The rats in Fraser Scott's lab at OHRI, which is affiliated with the University of Ottawa and is the research arm of the Ottawa Hospital, showed a couple of curious traits. First, the rats that were most likely to develop diabetes also tended to have more clusters of these molecules called prion proteins, in the insulin-making cells of their pancreas glands. These cells break down in diabetes.

As well, the Scott lab learned the pattern of these clusters in the normal rat pancreas changes dramatically within one to three days of giving the rats heavy doses of sugar in the blood.

A host of different proteins form the internal machinery of cells. The role of the prion protein isn't fully understood yet, but this study suggests an involvement in regulating blood sugar.

Mr. Scott, a cell biologist, puts down the basic idea to two people in his lab who recently earned PhDs.

"This was an unusual coming-together, a cross-fertilization in our lab, of someone who had a background in prion protein biology -- that's Alex Strom -- and Gen-Sheng Wang, who has considerable expertise in the pathogenesis (beginning) of diabetes," he said.
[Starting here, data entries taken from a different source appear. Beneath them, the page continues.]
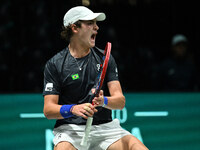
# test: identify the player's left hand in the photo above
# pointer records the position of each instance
(98, 101)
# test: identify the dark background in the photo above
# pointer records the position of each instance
(140, 32)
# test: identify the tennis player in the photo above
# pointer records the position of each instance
(69, 77)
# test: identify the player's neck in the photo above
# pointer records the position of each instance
(77, 50)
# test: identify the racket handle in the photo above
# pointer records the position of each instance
(87, 131)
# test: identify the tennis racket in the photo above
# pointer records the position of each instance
(100, 77)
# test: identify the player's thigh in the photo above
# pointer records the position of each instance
(64, 146)
(128, 142)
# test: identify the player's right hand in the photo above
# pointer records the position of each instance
(84, 110)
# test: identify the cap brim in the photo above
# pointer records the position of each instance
(97, 16)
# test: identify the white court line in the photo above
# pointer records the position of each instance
(31, 115)
(151, 114)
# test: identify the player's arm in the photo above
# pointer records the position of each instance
(52, 108)
(116, 100)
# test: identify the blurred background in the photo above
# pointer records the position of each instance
(141, 32)
(156, 47)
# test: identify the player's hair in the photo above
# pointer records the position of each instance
(67, 33)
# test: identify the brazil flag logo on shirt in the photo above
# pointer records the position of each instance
(75, 76)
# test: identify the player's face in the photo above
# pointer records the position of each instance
(87, 33)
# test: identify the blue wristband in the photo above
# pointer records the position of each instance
(105, 101)
(65, 111)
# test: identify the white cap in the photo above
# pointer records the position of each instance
(178, 38)
(81, 13)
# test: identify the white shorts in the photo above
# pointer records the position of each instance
(100, 137)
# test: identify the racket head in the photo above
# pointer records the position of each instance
(106, 58)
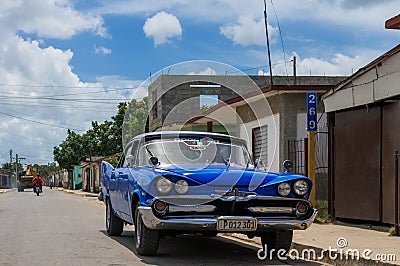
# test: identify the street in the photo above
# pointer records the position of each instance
(57, 228)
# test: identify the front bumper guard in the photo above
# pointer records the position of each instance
(210, 224)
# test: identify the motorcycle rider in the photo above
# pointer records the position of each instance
(38, 181)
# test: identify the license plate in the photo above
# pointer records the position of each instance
(236, 224)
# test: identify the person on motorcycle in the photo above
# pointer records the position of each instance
(38, 181)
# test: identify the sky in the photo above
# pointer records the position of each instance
(65, 63)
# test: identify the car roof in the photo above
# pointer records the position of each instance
(187, 134)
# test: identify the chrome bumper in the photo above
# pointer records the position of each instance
(210, 224)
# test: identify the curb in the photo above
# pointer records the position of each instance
(341, 258)
(78, 192)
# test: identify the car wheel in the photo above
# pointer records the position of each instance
(146, 240)
(280, 239)
(114, 224)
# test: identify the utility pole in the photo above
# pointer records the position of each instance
(266, 32)
(294, 70)
(16, 168)
(10, 175)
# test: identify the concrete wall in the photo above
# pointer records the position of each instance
(174, 101)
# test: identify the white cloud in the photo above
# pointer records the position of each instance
(339, 64)
(50, 18)
(247, 31)
(162, 27)
(40, 93)
(102, 50)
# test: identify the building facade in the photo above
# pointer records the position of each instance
(364, 122)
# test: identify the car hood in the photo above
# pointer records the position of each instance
(220, 175)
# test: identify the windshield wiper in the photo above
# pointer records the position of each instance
(227, 163)
(151, 154)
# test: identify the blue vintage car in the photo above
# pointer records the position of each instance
(170, 183)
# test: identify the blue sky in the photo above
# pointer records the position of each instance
(86, 51)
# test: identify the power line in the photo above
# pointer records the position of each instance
(42, 123)
(280, 34)
(94, 100)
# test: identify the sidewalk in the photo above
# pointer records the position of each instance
(5, 190)
(338, 243)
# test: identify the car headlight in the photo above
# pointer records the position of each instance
(163, 186)
(284, 189)
(300, 187)
(181, 186)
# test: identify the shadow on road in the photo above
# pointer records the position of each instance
(201, 250)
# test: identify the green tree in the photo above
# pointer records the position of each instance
(70, 151)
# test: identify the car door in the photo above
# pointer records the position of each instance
(127, 177)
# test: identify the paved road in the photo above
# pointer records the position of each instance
(57, 228)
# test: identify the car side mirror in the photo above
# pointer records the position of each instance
(287, 165)
(153, 160)
(130, 159)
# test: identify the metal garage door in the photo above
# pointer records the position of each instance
(390, 143)
(356, 162)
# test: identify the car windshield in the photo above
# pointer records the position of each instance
(205, 151)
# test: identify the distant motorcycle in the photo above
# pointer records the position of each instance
(37, 190)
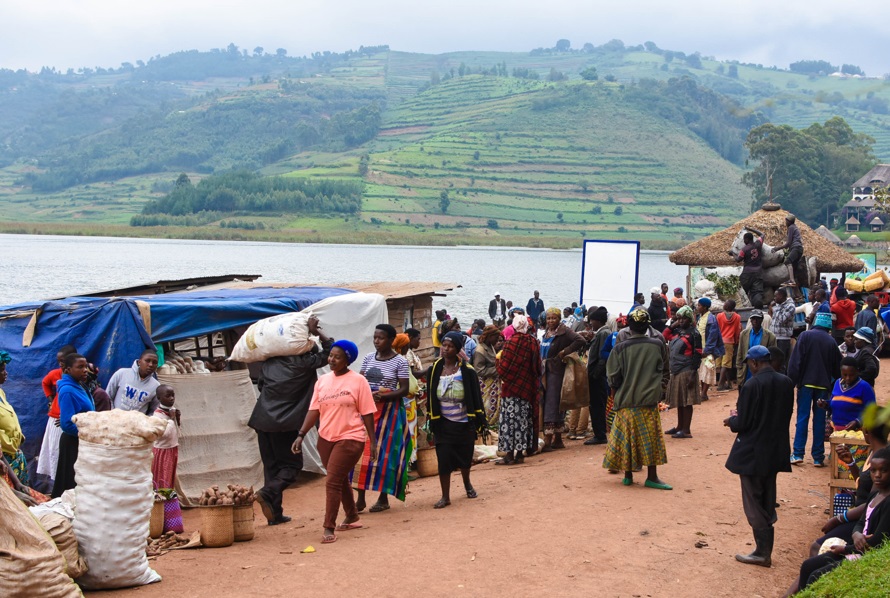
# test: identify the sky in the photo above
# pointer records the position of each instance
(90, 33)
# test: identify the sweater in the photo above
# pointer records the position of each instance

The two post-docs worked out a way to pool their talents.

What followed was two years of lab work: blind alleys, false leads, trying to find the far side of the maze. "That's sort of normal in all research, I think," the research scientist said.

Type 1 diabetes begins at an average age of 13, but can also begin in adulthood. It is believed to be caused by environmental factors, including diet, acting on a pancreas that's prone to the disease.

"Certainly in high-risk families there is an increased risk of developing the disease. So in those families you could think of doing something in a preventive way," he said.

The results of the study were published this week in a pathology journal called Laboratory Investigation.